Philippe s'arrêta net et foudroya Catherine du regard. Deux taches rouges montaient à ses joues pâles et son regard flambait d'orgueil blessé.
— Vassal ? Quel est ce mot ? Je suis plus riche, cent fois plus puissant que ce fantoche de Charles qui se dit roi de France ! Je refuse l'hommage, je refuse de le reconnaître comme suzerain.
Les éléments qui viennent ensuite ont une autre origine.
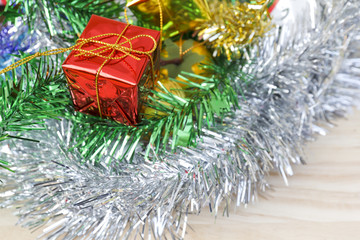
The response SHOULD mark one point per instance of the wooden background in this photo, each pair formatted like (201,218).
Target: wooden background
(322,200)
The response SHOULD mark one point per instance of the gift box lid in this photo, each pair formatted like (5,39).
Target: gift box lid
(127,70)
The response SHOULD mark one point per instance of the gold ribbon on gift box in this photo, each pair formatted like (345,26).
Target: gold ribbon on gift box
(127,51)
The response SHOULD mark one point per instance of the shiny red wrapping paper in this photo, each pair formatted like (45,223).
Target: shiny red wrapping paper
(119,80)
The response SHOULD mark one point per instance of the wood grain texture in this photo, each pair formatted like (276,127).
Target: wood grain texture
(322,200)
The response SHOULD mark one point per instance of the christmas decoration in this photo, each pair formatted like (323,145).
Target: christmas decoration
(185,56)
(232,26)
(179,16)
(89,177)
(105,73)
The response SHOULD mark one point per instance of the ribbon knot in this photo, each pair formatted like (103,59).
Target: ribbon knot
(105,47)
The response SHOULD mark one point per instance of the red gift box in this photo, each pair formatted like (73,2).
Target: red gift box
(108,67)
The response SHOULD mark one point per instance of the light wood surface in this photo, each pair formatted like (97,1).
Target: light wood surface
(322,200)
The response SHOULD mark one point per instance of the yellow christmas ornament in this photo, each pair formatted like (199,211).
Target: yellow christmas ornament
(188,56)
(171,86)
(179,16)
(233,25)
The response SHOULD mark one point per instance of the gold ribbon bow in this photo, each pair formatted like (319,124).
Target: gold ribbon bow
(127,51)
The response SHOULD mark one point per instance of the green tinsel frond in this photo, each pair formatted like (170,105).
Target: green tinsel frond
(62,15)
(41,93)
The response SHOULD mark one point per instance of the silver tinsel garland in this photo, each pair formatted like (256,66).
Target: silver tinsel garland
(307,73)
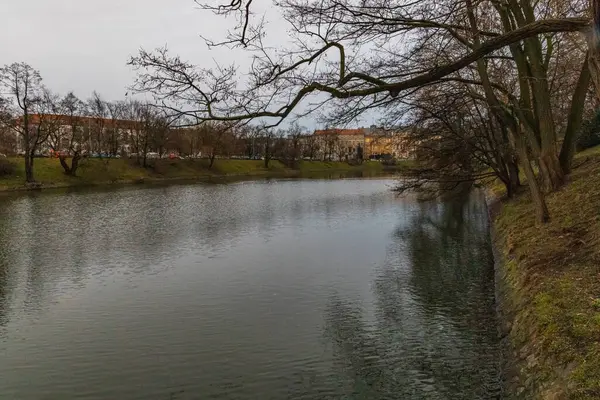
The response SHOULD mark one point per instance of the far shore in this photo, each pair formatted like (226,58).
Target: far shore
(116,172)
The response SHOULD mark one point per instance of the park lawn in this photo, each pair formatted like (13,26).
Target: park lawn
(49,172)
(554,274)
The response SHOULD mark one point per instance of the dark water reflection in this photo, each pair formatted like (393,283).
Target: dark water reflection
(257,290)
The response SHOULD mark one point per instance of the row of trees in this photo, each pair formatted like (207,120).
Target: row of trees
(490,85)
(34,119)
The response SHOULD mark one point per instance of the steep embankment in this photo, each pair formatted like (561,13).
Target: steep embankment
(49,173)
(551,274)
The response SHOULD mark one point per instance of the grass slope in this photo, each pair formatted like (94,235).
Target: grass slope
(100,172)
(554,272)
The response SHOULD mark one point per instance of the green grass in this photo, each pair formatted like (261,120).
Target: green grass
(555,277)
(100,172)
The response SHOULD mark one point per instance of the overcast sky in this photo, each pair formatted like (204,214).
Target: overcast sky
(83,45)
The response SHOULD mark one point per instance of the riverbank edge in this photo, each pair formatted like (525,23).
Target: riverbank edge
(547,284)
(512,381)
(206,178)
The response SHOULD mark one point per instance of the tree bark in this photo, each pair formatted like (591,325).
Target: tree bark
(594,47)
(63,163)
(29,178)
(575,118)
(539,201)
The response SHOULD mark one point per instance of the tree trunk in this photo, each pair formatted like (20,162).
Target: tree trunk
(513,175)
(75,163)
(551,172)
(63,163)
(537,195)
(575,118)
(29,178)
(594,47)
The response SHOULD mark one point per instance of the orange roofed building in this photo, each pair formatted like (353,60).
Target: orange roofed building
(344,144)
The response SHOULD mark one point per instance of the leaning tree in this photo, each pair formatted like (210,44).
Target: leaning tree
(354,56)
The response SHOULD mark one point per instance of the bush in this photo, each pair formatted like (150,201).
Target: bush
(7,168)
(590,133)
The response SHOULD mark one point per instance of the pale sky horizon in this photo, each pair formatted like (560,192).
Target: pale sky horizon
(82,45)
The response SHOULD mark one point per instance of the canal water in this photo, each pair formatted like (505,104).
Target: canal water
(299,289)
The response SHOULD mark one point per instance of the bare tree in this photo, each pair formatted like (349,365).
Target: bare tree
(24,86)
(69,139)
(373,55)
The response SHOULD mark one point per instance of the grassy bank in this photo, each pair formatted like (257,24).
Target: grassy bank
(553,272)
(49,173)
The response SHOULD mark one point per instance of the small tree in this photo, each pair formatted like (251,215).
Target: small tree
(71,136)
(24,86)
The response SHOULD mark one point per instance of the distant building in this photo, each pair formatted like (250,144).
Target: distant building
(366,143)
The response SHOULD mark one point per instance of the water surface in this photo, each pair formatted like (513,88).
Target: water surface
(292,289)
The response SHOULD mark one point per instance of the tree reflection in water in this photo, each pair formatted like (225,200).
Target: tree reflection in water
(433,330)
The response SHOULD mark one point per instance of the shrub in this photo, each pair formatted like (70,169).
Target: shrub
(6,167)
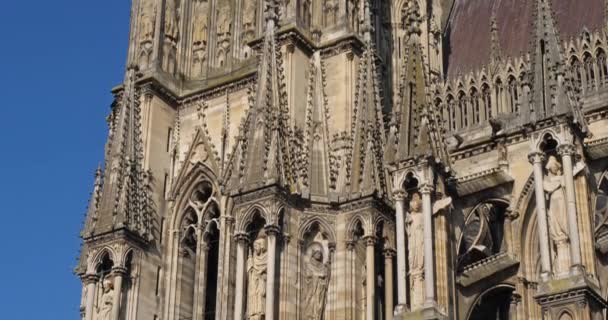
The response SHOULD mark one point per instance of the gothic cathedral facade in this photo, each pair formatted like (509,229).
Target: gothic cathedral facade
(354,160)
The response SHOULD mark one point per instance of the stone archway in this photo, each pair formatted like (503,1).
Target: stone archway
(494,303)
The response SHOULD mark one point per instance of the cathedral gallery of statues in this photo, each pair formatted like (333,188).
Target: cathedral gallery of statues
(354,160)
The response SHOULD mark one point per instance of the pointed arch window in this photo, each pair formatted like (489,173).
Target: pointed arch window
(487,101)
(513,95)
(483,234)
(602,67)
(475,106)
(589,66)
(462,110)
(451,105)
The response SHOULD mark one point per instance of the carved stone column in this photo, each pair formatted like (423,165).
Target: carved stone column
(200,277)
(90,280)
(118,273)
(515,300)
(401,249)
(566,151)
(350,304)
(241,256)
(429,273)
(271,232)
(388,283)
(370,282)
(537,158)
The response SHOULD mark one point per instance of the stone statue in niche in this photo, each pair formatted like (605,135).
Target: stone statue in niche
(249,14)
(315,284)
(147,20)
(415,231)
(107,301)
(256,272)
(224,19)
(201,19)
(554,185)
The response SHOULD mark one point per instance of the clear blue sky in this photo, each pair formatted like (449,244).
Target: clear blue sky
(58,62)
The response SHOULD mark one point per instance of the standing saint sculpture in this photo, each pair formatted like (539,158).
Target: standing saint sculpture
(415,231)
(554,185)
(316,282)
(107,301)
(256,272)
(148,18)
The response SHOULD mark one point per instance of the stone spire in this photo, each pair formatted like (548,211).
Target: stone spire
(495,51)
(268,156)
(553,91)
(121,200)
(417,131)
(366,174)
(317,175)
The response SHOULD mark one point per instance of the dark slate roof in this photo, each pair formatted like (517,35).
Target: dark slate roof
(468,34)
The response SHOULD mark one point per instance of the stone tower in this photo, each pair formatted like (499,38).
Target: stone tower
(354,160)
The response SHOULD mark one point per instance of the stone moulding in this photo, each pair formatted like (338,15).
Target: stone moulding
(597,149)
(482,181)
(482,269)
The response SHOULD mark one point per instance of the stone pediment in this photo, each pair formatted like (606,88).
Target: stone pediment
(485,268)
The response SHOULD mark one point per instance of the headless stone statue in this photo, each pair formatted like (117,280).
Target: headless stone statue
(256,271)
(415,231)
(200,24)
(557,214)
(107,301)
(148,18)
(316,281)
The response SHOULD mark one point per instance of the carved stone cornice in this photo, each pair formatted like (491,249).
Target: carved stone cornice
(426,188)
(89,278)
(222,86)
(350,245)
(399,195)
(272,230)
(566,149)
(389,253)
(118,270)
(536,157)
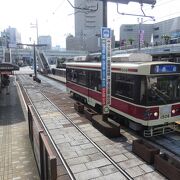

Désormais, la Bourgogne sera libre, indépendante... un grand royaume qui deviendra peut-être un empire.
Je referai, autour d'elle, l'empire de Charlemagne... tous les peuples de la terre s'inclineront devant mon trône et ma couronne.
A son tour, Catherine se mit à rire, avec une nuance de mépris qui n'échappa pas à Philippe et arrêta net son discours.
— Qui te donnera cette couronne ? Dans quelle cathédrale iras-tu chercher l'onction sainte ? À Westminster, je pense, comme il convient au fidèle soutien de l'Anglais envahisseur. Car, pour Reims, la place est déjà prise. Par le choix de Dieu et par le sacre solennel, Charles VII est, bien réellement, seul et vrai roi de France. Ni toi, ni le jeune fantoche qui règne à Paris n'y pourront jamais rien. Il est le Roi. Ton ROI !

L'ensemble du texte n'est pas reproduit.